The Court has regularized the capitalization of all quotations from the Amended Complaint.


For example, in Armstrong v. Mille Lacs County Sheriff’s Department, 228 F. Supp. 2d 972, 981-82 (D. Minn. 2002), the court determined that the Mille Lacs Tribe could be sued in federal court because, in a cooperative agreement between the Tribe and the county, the Tribe had expressly waived sovereign immunity for torts arising in the scope of law enforcement activities.

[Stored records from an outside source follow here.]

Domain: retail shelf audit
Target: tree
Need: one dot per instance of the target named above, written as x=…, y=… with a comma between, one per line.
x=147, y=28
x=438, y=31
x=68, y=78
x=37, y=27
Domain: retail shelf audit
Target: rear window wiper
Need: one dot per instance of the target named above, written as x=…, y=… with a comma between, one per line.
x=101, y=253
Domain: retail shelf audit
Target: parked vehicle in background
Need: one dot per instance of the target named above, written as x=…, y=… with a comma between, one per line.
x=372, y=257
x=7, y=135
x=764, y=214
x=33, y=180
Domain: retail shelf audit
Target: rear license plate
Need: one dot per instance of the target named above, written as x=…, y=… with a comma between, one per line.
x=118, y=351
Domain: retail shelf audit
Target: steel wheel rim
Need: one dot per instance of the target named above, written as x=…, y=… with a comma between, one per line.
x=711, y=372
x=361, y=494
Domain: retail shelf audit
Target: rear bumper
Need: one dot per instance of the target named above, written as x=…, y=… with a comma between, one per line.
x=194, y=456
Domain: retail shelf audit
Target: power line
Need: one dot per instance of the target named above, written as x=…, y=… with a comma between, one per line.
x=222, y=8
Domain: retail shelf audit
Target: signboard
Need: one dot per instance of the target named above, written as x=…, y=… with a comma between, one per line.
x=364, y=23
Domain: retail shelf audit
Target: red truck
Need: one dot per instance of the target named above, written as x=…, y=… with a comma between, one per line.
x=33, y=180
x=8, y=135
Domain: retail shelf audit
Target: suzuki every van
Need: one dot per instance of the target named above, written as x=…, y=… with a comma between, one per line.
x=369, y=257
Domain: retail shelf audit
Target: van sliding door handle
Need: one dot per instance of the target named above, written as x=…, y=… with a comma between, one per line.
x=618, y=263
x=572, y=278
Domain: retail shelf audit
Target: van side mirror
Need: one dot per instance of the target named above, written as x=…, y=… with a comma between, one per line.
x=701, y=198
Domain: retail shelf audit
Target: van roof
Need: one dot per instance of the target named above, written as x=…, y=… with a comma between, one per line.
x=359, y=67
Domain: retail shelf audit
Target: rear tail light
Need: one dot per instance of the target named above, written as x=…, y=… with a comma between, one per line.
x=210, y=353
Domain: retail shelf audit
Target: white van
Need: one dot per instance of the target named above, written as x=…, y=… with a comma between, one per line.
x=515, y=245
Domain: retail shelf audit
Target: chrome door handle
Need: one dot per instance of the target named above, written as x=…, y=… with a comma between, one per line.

Prosecutors are not absolutely immune if they conduct their own investigations, if they fabricate evidence, or if they elicit known false evidence for use in a prosecution. See Milstein v. Cooley, 257 F.3d 1004, 1011 (9th Cir. 2001). However, absolute prosecutorial immunity does extend to “the knowing use of false testimony at trial, the suppression of exculpatory evidence, and malicious prosecution.” Id. at 1008; see Broam v. Bogan, 320 F.3d 1023, 1029-30 (9th Cir. 2003). If a prosecutor is not entitled to absolute immunity, the prosecutor may still be entitled to qualified immunity, which insulates all governmental actors from liability for money damages other than “the plainly incompetent or those who knowingly violate the law.” Hunter v. Bryant, 502 U.S. 224, 229 (1991) (internal quotation marks omitted).


A voluntary dismissal under Federal Rule of Civil Procedure 41(a)(1) is not a dismissal for frivolity, for maliciousness, or for failure to state a claim upon which relief may be granted and, therefore, does not count as a “strike” under 28 U.S.C. § 1915(g).


Plaintiff requests counsel under 25 U.S.C. § 175, which provides, “In all States and Territories where there are reservations or allotted Indians the United States attorney shall represent them in all suits at law and in equity.” See Am. Compl. at 1, 20. However, that statute is discretionary, not mandatory. Siniscal v. United States, 208 F.2d 406, 410 (9th Cir. 1953); see also United States v. Pend Oreille Pub. Util. Dist. No. 1, 28 F.3d 1544, 1553 (9th Cir. 1994) (“The United States has discretion to represent the individual Indian allottees under 25 U.S.C. § 175.”). Section 175 also does not “override the general test for appointment of counsel under the in forma pauperis statute, 28 U.S.C. § 1915(e)(1).” Robinson v. New Jersey Mercer Cty. Vicinage-Fam. Div., 514 F. App’x 146, 151 (3d Cir. 2013) (unpublished).